The directorial debut of special effects whiz-kid Gareth Edwards, Monsters is set in a fictionally-skewed alternative of our own present, in which a crashed space probe has seeded a substantial area of Central America with alien life. Overrun with gigantic, other-worldly creatures, the area has been declared an ‘infected zone’ and the perimeter fenced off. The story follows stranded couple Samantha and Andrew (Whitney Able and Scoot Mcnairy) as they are forced to venture through the cordoned-off area in order to reach their homes in America.
Comparisons to far more successful forebears such as Neill Blomkamp’s District 9 (2009) have been unavoidable and a common basis for criticism. However, Monsters operates almost nothing like any of its contemporaries. While the driving momentum behind many big creature features is usually spectacle (and why wouldn’t it be?) – particularly in the final reveal – Edwards has something more subtle in mind, subverting what is an arguably explicit title by focusing on the evolving relationship between the two protagonists instead of the titular beasties.
Whether or not you consider the apparent lack of ‘monsters’ a glaring misnomer or a shrewd and refreshing approach to an over-crowded genre will come down to personal taste. While they’re rarely to be seen flattening sky-scapers Godzilla-stylee, the presence of these creatures in the film is nonetheless tangible, in the brooding sense of threat that they impress upon the narrative; the obstacle and danger they present the lynch pin upon which the development of the characters hangs.

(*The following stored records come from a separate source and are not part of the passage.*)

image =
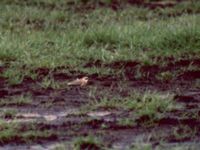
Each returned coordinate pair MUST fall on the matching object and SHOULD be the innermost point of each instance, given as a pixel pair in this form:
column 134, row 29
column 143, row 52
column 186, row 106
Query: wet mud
column 59, row 109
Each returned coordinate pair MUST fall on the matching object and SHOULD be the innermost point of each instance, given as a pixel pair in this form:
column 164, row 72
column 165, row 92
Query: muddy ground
column 58, row 110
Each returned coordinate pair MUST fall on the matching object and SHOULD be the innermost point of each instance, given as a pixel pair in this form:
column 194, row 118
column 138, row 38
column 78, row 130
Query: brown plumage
column 79, row 82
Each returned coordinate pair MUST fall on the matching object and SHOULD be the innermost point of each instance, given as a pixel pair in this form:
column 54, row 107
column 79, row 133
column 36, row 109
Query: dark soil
column 65, row 104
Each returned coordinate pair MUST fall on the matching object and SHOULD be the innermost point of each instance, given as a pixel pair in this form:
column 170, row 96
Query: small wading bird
column 79, row 82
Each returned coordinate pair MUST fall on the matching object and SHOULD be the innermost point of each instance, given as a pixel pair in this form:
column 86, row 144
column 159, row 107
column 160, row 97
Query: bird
column 79, row 82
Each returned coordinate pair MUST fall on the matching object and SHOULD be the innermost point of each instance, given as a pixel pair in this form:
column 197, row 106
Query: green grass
column 33, row 37
column 17, row 100
column 88, row 142
column 152, row 104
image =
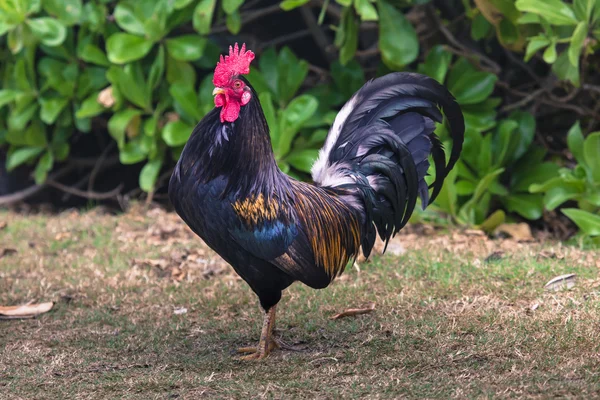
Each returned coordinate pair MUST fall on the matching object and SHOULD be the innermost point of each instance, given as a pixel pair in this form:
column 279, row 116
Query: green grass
column 447, row 324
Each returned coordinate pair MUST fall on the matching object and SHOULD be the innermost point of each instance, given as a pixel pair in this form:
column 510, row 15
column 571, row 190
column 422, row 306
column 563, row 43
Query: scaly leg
column 266, row 343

It would be a little niave to assume that this approach was all intentional, and not due in many respects to budgetary contraints, but to fault it on this point would be to forget that old adage about necessity being the mother of invention. What Edwards has achieved with this film is an interesting, character-driven drama, layered with a slightly deeper political commentary and a few forty foot high, betentacled monstrosities throwing 4×4’s around like Dinky cars. It’s not often you see the three blended convincingly – it’s no mean feat – but Monsters seems to just about carry it off; the political stuff never really feels like it’s batting you about the head, the characters are believable and the monsters themselves coy enough that their presence represents a genuine intrigue rather than a yawn-some mundanity by the final act.

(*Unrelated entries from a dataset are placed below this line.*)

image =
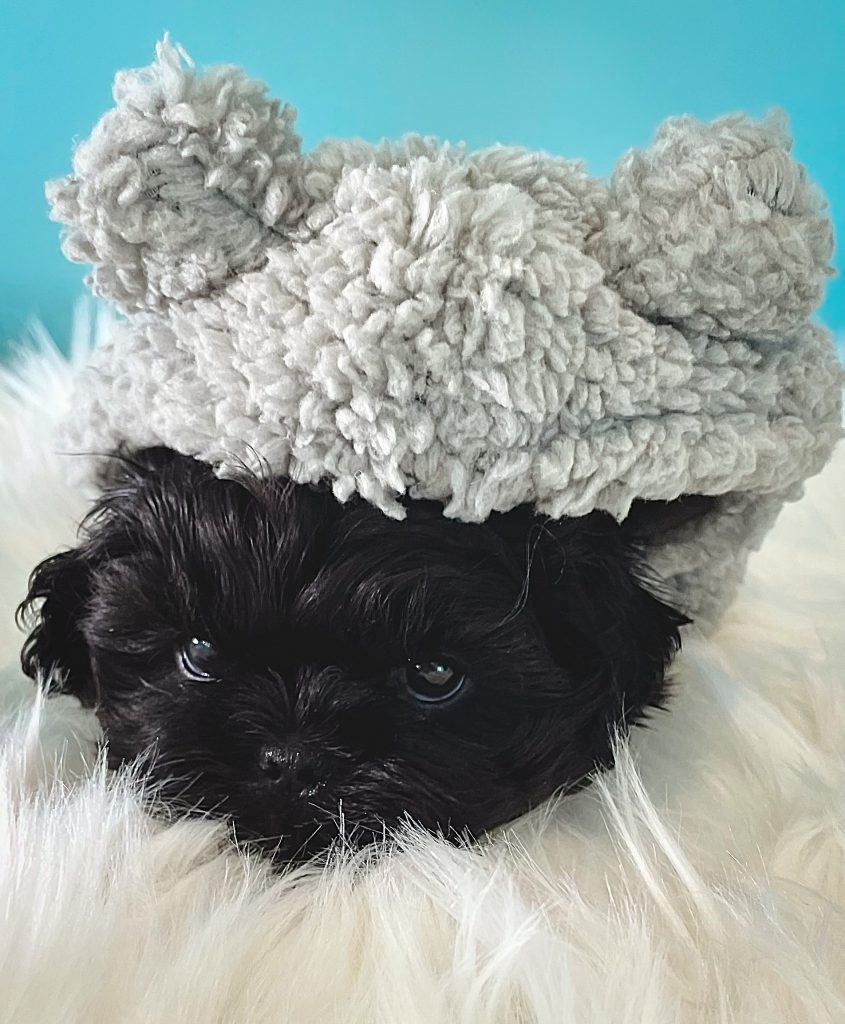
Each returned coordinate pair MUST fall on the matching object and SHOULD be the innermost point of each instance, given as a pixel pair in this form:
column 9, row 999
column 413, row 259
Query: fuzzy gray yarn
column 484, row 329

Probably not for everyone, Monsters is more of the thinking man’s approach sci-fi to than others and will likely be more than welcome if you found yourself turned off by titles like Skyline (2010). It’s certainly one of those films that will appeal to those interested in the film-making process, as the story of its conception and production undoubtedly make the film far more appreciable from a technical and artistic standpoint. Sure to enter the cult sci-fi canon among many others, Monsters has certainly earned such a place and is without question an achievement in its own right.